The author himself performs in his play in the comic role of the matchmaker. His matchmaker, however, must appear comical, funnier than he is. The matchmaker type has enough humor to provide a lot of material for humor.

And almost at the end of the second act there appears on the stage Mirele Gruber in the role of a “vamp,” who participates in the love racket. Here she must “vamp” Shmaye. On the stage there breathes from Gruber a freshness and youth. Unfortunately here she has only a few minutes. She is cursed, and the audience is also cursed.

The general tone of the play for most participants is too loud.

Trilling’s music from the operetta is very pleasant to hear. Some of the musical numbers will steal into our memory for a long time.

For example, there is the melody that Fuchs sings together with the entire theatre audience. Also there is a pair of duet numbers that are sung by Bella Meisel with Max Kletter.

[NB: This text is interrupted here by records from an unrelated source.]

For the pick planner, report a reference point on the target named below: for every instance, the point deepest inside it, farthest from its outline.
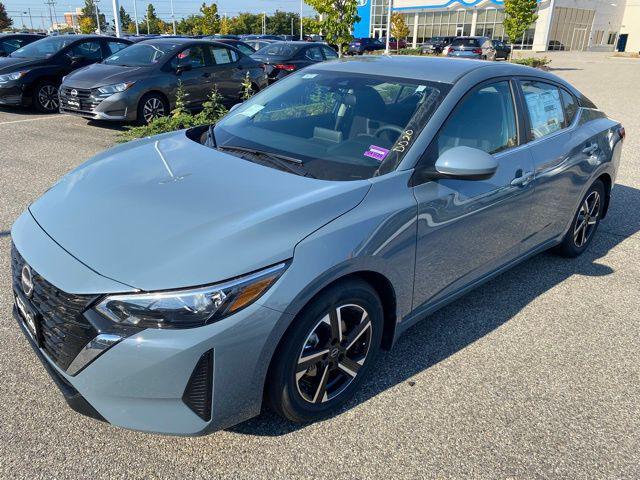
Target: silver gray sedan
(177, 283)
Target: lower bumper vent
(197, 395)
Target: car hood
(98, 75)
(166, 212)
(11, 64)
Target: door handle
(522, 180)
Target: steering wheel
(389, 128)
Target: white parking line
(32, 119)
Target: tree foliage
(518, 17)
(5, 21)
(399, 29)
(338, 18)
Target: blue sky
(182, 8)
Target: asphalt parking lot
(535, 374)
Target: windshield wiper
(282, 161)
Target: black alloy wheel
(327, 353)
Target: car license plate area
(29, 317)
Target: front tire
(45, 97)
(585, 222)
(327, 353)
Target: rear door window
(223, 56)
(89, 51)
(114, 47)
(485, 119)
(544, 107)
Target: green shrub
(180, 117)
(535, 62)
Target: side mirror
(183, 67)
(466, 163)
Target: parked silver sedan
(175, 283)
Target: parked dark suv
(140, 82)
(31, 75)
(282, 58)
(361, 46)
(10, 42)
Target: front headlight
(12, 76)
(189, 308)
(116, 88)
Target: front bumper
(119, 107)
(141, 382)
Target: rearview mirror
(466, 163)
(77, 59)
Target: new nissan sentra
(139, 83)
(175, 284)
(31, 75)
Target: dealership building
(595, 25)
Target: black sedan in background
(10, 42)
(31, 75)
(239, 44)
(140, 82)
(282, 58)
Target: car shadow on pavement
(478, 313)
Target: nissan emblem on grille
(26, 279)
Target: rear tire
(45, 97)
(585, 222)
(151, 106)
(327, 352)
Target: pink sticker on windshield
(376, 152)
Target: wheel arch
(605, 178)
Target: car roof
(434, 69)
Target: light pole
(386, 49)
(116, 18)
(95, 2)
(135, 16)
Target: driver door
(469, 228)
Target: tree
(338, 17)
(151, 23)
(5, 21)
(87, 19)
(399, 28)
(280, 23)
(310, 25)
(518, 17)
(125, 20)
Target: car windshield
(44, 48)
(341, 126)
(465, 42)
(278, 50)
(141, 54)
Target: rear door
(565, 150)
(469, 228)
(197, 81)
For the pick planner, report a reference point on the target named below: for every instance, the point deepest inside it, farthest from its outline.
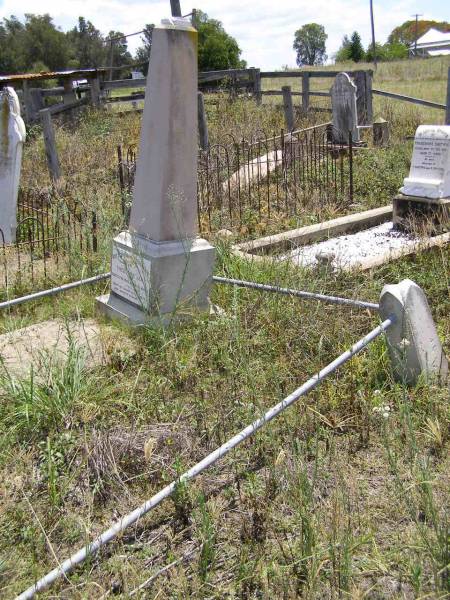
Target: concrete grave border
(262, 249)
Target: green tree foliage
(217, 50)
(309, 43)
(117, 49)
(343, 54)
(43, 42)
(356, 49)
(12, 57)
(143, 52)
(406, 32)
(386, 52)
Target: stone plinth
(430, 216)
(160, 269)
(12, 137)
(158, 280)
(414, 346)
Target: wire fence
(51, 237)
(263, 179)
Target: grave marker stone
(424, 199)
(12, 137)
(414, 346)
(160, 265)
(429, 176)
(345, 117)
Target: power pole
(111, 60)
(417, 33)
(176, 8)
(372, 24)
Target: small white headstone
(345, 116)
(12, 137)
(429, 175)
(413, 341)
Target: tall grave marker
(12, 137)
(345, 116)
(425, 195)
(160, 265)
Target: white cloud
(263, 29)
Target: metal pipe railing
(53, 291)
(298, 293)
(108, 535)
(237, 282)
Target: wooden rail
(304, 73)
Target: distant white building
(432, 43)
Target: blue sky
(264, 29)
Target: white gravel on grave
(350, 251)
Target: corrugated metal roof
(48, 75)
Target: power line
(417, 32)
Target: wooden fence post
(202, 122)
(176, 8)
(27, 102)
(447, 110)
(288, 108)
(256, 76)
(95, 91)
(369, 96)
(305, 92)
(363, 84)
(69, 95)
(50, 144)
(36, 101)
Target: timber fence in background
(254, 181)
(51, 236)
(236, 81)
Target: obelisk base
(158, 282)
(418, 215)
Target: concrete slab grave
(160, 267)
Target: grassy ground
(344, 496)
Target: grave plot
(420, 218)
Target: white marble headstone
(345, 116)
(12, 137)
(429, 175)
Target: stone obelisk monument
(12, 138)
(160, 267)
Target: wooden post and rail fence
(98, 91)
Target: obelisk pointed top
(165, 193)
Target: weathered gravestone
(343, 102)
(160, 265)
(12, 137)
(425, 195)
(414, 346)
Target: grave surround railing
(50, 236)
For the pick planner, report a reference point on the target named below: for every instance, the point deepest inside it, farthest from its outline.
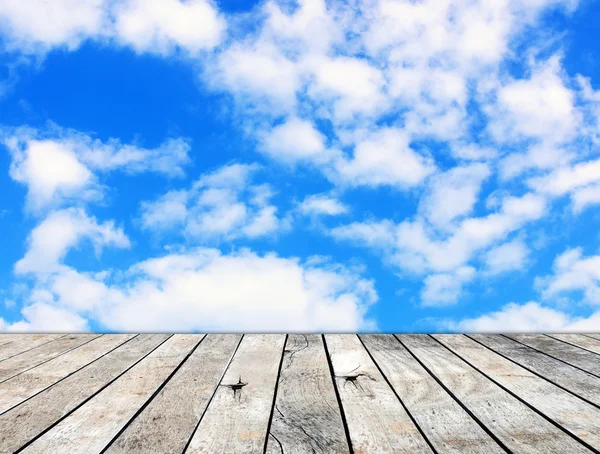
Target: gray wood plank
(377, 421)
(518, 427)
(576, 416)
(579, 340)
(577, 381)
(92, 426)
(34, 357)
(560, 350)
(29, 383)
(307, 415)
(237, 417)
(445, 423)
(29, 419)
(167, 423)
(19, 343)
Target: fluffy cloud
(206, 290)
(529, 317)
(62, 230)
(60, 164)
(36, 26)
(220, 205)
(573, 273)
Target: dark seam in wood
(543, 415)
(154, 394)
(551, 356)
(287, 336)
(412, 418)
(337, 396)
(37, 346)
(89, 398)
(456, 399)
(212, 395)
(535, 373)
(67, 376)
(569, 343)
(54, 357)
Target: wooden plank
(581, 383)
(445, 423)
(579, 418)
(167, 423)
(19, 343)
(518, 427)
(32, 417)
(568, 353)
(34, 357)
(579, 340)
(92, 426)
(29, 383)
(307, 415)
(376, 419)
(237, 418)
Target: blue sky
(315, 166)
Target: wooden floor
(341, 393)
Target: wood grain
(91, 427)
(574, 415)
(237, 417)
(31, 418)
(377, 421)
(568, 353)
(168, 422)
(36, 356)
(518, 427)
(579, 340)
(307, 415)
(29, 383)
(14, 344)
(445, 423)
(581, 383)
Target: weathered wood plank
(560, 350)
(307, 415)
(34, 357)
(32, 417)
(577, 381)
(29, 383)
(576, 416)
(377, 421)
(579, 340)
(237, 417)
(18, 343)
(167, 423)
(518, 427)
(445, 423)
(92, 426)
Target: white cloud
(322, 204)
(573, 273)
(159, 26)
(529, 317)
(37, 25)
(506, 257)
(45, 318)
(445, 288)
(60, 164)
(385, 158)
(206, 290)
(220, 205)
(453, 194)
(62, 230)
(295, 140)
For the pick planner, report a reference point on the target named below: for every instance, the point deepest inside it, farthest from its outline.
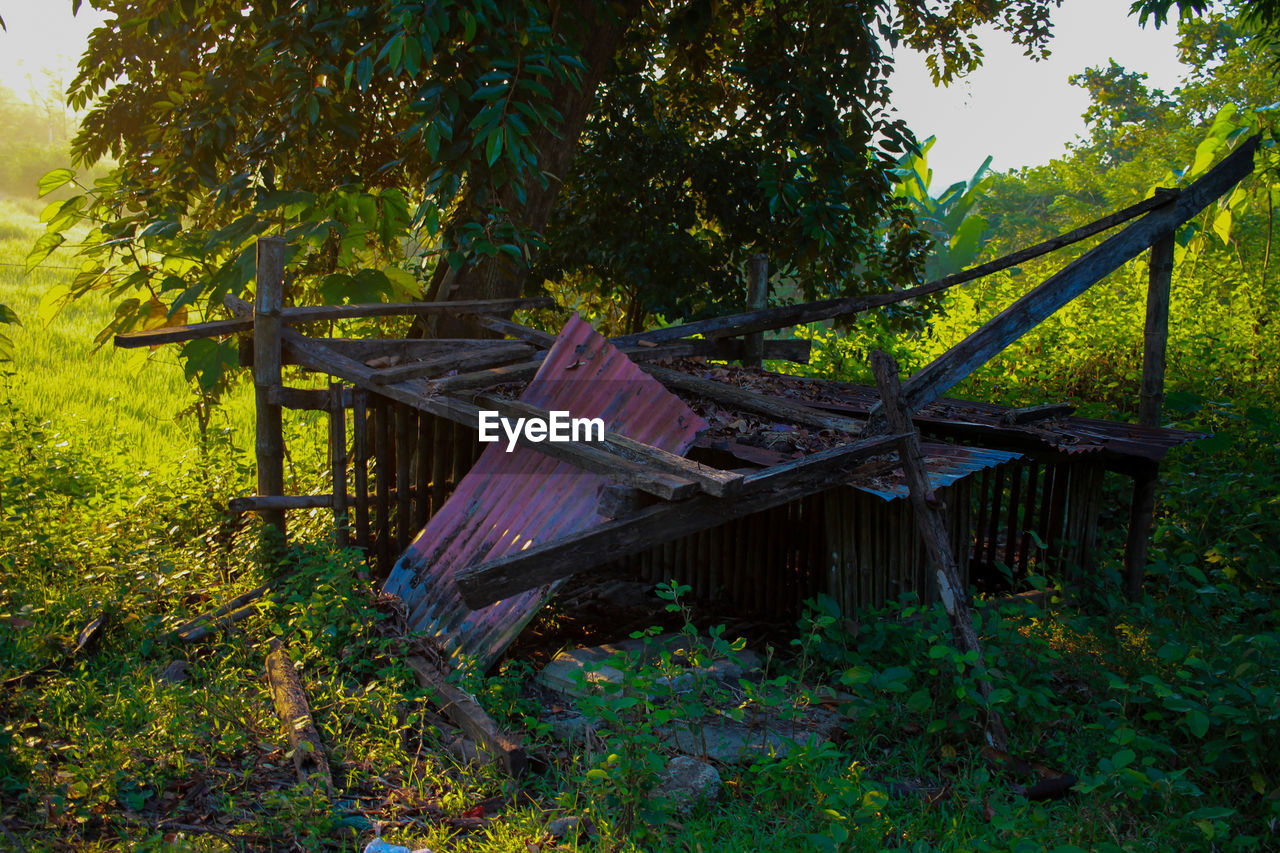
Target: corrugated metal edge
(510, 501)
(946, 465)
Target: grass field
(1168, 710)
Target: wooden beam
(177, 333)
(712, 480)
(469, 716)
(539, 338)
(269, 443)
(496, 354)
(421, 396)
(1034, 308)
(314, 313)
(933, 528)
(787, 315)
(1155, 338)
(291, 705)
(542, 564)
(307, 398)
(1142, 512)
(757, 300)
(750, 401)
(264, 503)
(338, 464)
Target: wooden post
(1156, 333)
(1142, 510)
(266, 374)
(338, 456)
(757, 300)
(360, 450)
(931, 519)
(1150, 401)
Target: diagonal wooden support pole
(931, 519)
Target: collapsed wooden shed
(760, 525)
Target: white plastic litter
(379, 845)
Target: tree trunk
(599, 28)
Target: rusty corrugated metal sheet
(510, 501)
(946, 464)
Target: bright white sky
(1020, 112)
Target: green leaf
(42, 249)
(1197, 721)
(54, 179)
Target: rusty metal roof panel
(511, 501)
(945, 464)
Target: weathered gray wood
(471, 359)
(787, 315)
(227, 614)
(750, 401)
(932, 523)
(291, 705)
(542, 564)
(727, 350)
(265, 503)
(269, 442)
(539, 338)
(1032, 414)
(307, 398)
(338, 464)
(711, 480)
(176, 333)
(1142, 511)
(360, 464)
(1155, 338)
(1034, 308)
(469, 716)
(311, 314)
(757, 300)
(421, 396)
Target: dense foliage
(392, 137)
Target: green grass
(1166, 710)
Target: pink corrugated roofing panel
(510, 501)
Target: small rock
(562, 826)
(570, 728)
(689, 781)
(464, 749)
(176, 673)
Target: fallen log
(291, 705)
(931, 520)
(469, 716)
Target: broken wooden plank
(1155, 338)
(711, 480)
(1032, 414)
(291, 703)
(536, 337)
(315, 313)
(471, 359)
(307, 398)
(178, 333)
(469, 716)
(228, 614)
(269, 436)
(540, 564)
(421, 396)
(787, 315)
(932, 523)
(278, 502)
(935, 379)
(745, 400)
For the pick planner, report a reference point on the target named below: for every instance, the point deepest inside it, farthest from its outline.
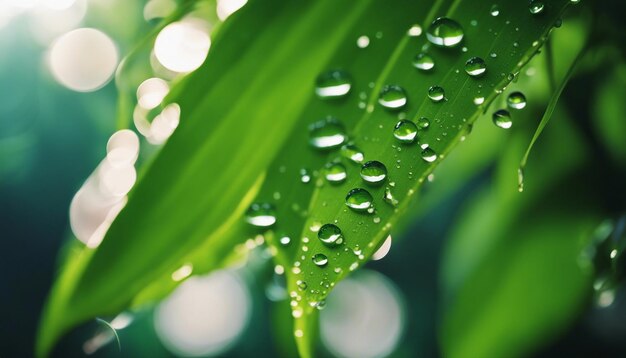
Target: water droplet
(353, 153)
(429, 155)
(333, 84)
(389, 198)
(475, 66)
(335, 172)
(327, 133)
(363, 41)
(423, 122)
(305, 177)
(445, 32)
(261, 215)
(359, 199)
(373, 172)
(392, 97)
(516, 100)
(495, 11)
(330, 235)
(284, 240)
(423, 61)
(502, 118)
(436, 93)
(405, 131)
(415, 30)
(320, 260)
(536, 6)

Of the scenes that were especially impressive, there is the evil dream of Shmaye. The scene, however, has to be done with darker light and more fantastic than it should be for a dream. After all, there are great opportunities for interesting acting …

Oscar Ostroff’s lyrics were entirely good, but his lyrics are more apropo in Yablokoff’s Saturday production, “Give Me Back My Heart,” than in the one today.

Michael Salzman’s sets are appropriate and consistent with the character and content of the operetta.

In general in “The Wedding Dance” is a cheerful, amusing production that evokes happy smiles in the theatre. It is not possible to shed any tears because there is no usual heart-wrenching melodrama. For light entertainment, the new operetta is perfect.